Coaches Need to Resurrect Defense to Keep Up with College Football Offenses

Michael Felder@InTheBleachersNational CFB Lead WriterJanuary 14, 2013

TUSCALOOSA, AL - SEPTEMBER 24:  Defensive coordinator and assistant coach Kirby Smart of the Alabama Crimson Tide against the Arkansas Razorbacks at Bryant-Denny Stadium on September 24, 2011 in Tuscaloosa, Alabama.  (Photo by Kevin C. Cox/Getty Images)
Kevin C. Cox/Getty Images

During the season, here at Your Best 11, we hit on why college football offenses were so dominant in recent years. The sophistication of the systems and the rush to put the best athletes on offense have created a true imbalance in the offense-versus-defense force.

Now, it's the offseason and the best defensive minds in the college football world have got their work cut out for them. Packaged plays. Zone read. Read-option. Tempo offenses. Mobile quarterbacks.

All of the things that have gashed defenses need to be broken apart and studied.

If you are Nick Saban, Will Muschamp, Kirby Smart, Lorenzo Ward, Ellis Johnson or John Chavis, you know that Johnny Manziel is not going anywhere. He's a force that you will have to reckon with for the foreseeable future.

This offseason is the time where you look to solve that riddle.

For Bob and Mike Stoops or Manny Diaz, this is about looking at Dana Holgorsen's scheme and figuring out how to truly beat it. Watching the Kansas State and Texas Tech games until your eyeballs bleed. Cracking the code to figure out how to integrate what works into your own scheme. 

Out west, Jim Mora has to be giving the Oregon Ducks' system a thorough once-over. Although, for his sake, it is more important to figure out how to get better at beating the Arizona State Sun Devils. Judging from the Bruins' performance against Arizona, Mora understands how the zone read works.

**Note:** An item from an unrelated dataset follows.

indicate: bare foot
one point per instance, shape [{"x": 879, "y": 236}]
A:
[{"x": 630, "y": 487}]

The same cannot be said for his team's showing against Todd Graham's squad.

In the Big Ten, solving the Urban Meyer riddle is going to be every defensive coach's primary job. With Braxton Miller at the helm, Meyer's team is the biggest offensive threat in the league and will be treated as such. The opposition will be watching tape of the Michigan State game and pushing to figure out the best way to limit the Buckeyes.

Right now, the players are lifting as they await the start of winter conditioning. Coaches are on the road recruiting.

Soon, coaches will be sitting in offices looking to solve the puzzles that cost them games a season ago. This offseason, look for coaches to talk, as they always do, about the biggest bugaboo to current defenses: the zone-read scheme.

It has infected the NFL, and while college coaches have struggled with it for several years, the NFL provides fresh sets of eyes in solving the problem. Football is cyclical, and as more minds work to break the new offenses' success streak, defense will slowly start to cycle to the top.

Odds are we won't see any of the new schemes or looks until spring, but make no mistake, winter is when the wheels start turning. Winter is when the coaches make phone calls, get together for clinics and hammer out schematic ideas.

It has to happen. Defenses are so grossly outpaced that teams are scoring points at will and that is not a good thing for the game.